If you are so inclined, please read my original post on this thread, #95, page 5. What I see in your take here is a combination of righteous "gotcha" (as if you caught someone saying "1+1=3") and a sense of disappointment and/or hurt that what you are hearing from persons who are proclaiming great things are instead human and self-serving. That is a shame. My reply is in that post. I hope you take the time to read it. It is long but I hope it helps. Take care.
Once again, if you would just listen to the facts and not the rhetoric, it is WHO you are using to enlighten us, not that it isn't factual. Earlier in this thread, I was asked to present the facts supporting the supposition that my former Governor had some disturbing proclivities for endorsing killing a live birth child. I did that, but it came from Rush Limbaugh. I apologized for that to those on "the other side" and explained why I say it as a validation and not more propaganda peddling, especially since I witnessed it myself. If you are so inclined, by all means quote a left-sided Rush-esque entertainer who uses facts to entertain and not aganda-driven lies. How about Bill Mahar? He seems to be the equivalent.
BS. Which "news" channel, for example, wouldn't even broadcast the Jan. 6 committee hearings? Like who cares, right? The best political reality TV since the Watergate hearings. Watergate? What was that? Richard M. Who?
Yeah? How much CNN do I watch every day? How do you know? You got spies at my place? I better check my closets and under the bed. Damn, now I'm paranoid. I think I'll throw out the TV. I'll just listen to radio. Is Rush Limbaugh still on?
I’m sorry if I misunderstood you. I thought you said you watch CNN and find nothing wrong with it. That’s all.
So much for "Judeo-Christian" values - a phrase I always found a bit odd and from many, likely disingenuous.
For reference, “predispensational millenarian” is not a correct theological term. It is a pejorative that was made up by people who do not understand biblical views, and meant to denigrate Fundamentalist Christians. Dispensationalism holds that all of time is divided into periods or dispensations, where God dealt uniquely with mankind in those periods. It’s incoherent to have something pre-dispensation. Correct terms would be pre-tribulational (with respect to the rapture) or pre-millennial (with respect to the second coming of Jesus). You can hold either of those views without being a dispensationalist. By the way, I am not a dispensationalist.

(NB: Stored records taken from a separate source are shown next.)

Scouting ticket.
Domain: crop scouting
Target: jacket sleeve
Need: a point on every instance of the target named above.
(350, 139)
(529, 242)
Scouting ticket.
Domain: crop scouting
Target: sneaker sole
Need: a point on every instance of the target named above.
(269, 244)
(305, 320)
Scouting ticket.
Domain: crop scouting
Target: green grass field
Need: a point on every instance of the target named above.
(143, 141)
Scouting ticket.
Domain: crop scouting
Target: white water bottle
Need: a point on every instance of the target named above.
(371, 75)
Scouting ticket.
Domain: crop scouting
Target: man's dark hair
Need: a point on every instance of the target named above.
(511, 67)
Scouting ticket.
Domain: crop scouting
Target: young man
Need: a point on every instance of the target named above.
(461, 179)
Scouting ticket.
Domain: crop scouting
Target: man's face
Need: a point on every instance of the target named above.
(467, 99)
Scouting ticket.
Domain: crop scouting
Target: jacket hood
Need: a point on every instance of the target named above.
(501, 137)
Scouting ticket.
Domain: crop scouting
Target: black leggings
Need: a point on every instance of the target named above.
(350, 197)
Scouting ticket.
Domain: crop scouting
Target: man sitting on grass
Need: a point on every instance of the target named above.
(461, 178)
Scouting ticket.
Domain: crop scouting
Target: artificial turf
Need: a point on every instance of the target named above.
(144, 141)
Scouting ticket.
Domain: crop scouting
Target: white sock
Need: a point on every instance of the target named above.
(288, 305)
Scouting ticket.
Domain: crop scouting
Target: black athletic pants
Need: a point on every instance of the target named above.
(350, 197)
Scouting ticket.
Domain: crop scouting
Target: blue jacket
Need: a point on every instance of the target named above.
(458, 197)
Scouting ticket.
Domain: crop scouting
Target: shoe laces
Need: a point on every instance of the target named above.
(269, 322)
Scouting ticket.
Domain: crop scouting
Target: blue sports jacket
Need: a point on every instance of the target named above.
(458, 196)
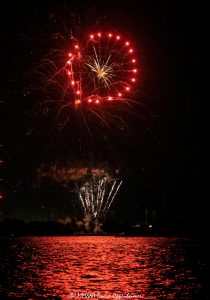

I defer to you but that's the term as I have read it in what I seem to recall was a non-pejorative characterization. Whatever the correct term is, I do think that's what was being described. I've also used the term eschatological but that's overbroad, in my opinion. There are a wide range of eschatologies, by definition. I did not mean to suggest that it covers all "fundamentalists", however we define that term. The reason I used the term is the advisor's specific use of the language that Jews have to "repent" to join their movement. That strongly echoed to me of that sentiment. How widespread it is, I don't know and I'm not suggesting. But it does seem to characterize his thought process.
I'm not buying this. This is a boogie man. I heard a quote once about Christian Reconstructionism...that there are more books written about the subject than there are actual converts to the position. It is fringe. People on the fringe can get together and have conferences, but it doesn't mean the group has any kind of meaningful influence. I have met a couple of general equity theonomists in recent years, but they are pretty far distanced from the Christian Reconstructionist positions you are talking about. There is no pro-theonomy church I can even think of in the Gainesville area, which I know very well. I have heard some of the theonomists describe themselves as "theonomist with a lower case t," and they really don't want to be lumped in with the "Theonomist with a capital T." They are kind of ashamed of the early parts of the Christian Reconstructionist movement. It kind of goes hand in hand with patriarchalist beliefs, but if that is how they want to run their families and the parents are both on the same page with that then so be it. I do feel sorry for the children, especially the daughters, in those homes once they trend towards adulthood, but it is what it is. The truth is, though...you consider Christian Reconstructionism to be a threat because they want to impose their ideology on everyone else through the mechanisms of government. The irony, though, is that is precisely what the left is. They have an ideology that they seek to impose on everyone, and they want to use the government and the education system to do it. The differences between the two is one of the ideologies is somewhat informed by the Bible, and the other regards the Bible as toilet paper. You are perfectly fine living under a green energy environmentalist theocracy, an anti-racism theocracy (biggest lie there ever was calling it anti-racism), an LGBTQIA2S+ theocracy, a Marxist Frankfurt School theocracy, etc. And the theocrats you deride and are so afraid of don't want education to be an instrument of brainwashing all the children in the society to make sure they imbibe the ideology. It is like a fish in a pond with alligators getting worked up about crocodiles out there somewhere. Maybe it would be really bad if crocodiles somehow found their way into your pond, but you might want to be more concerned about the alligators in your own pond circling you right now.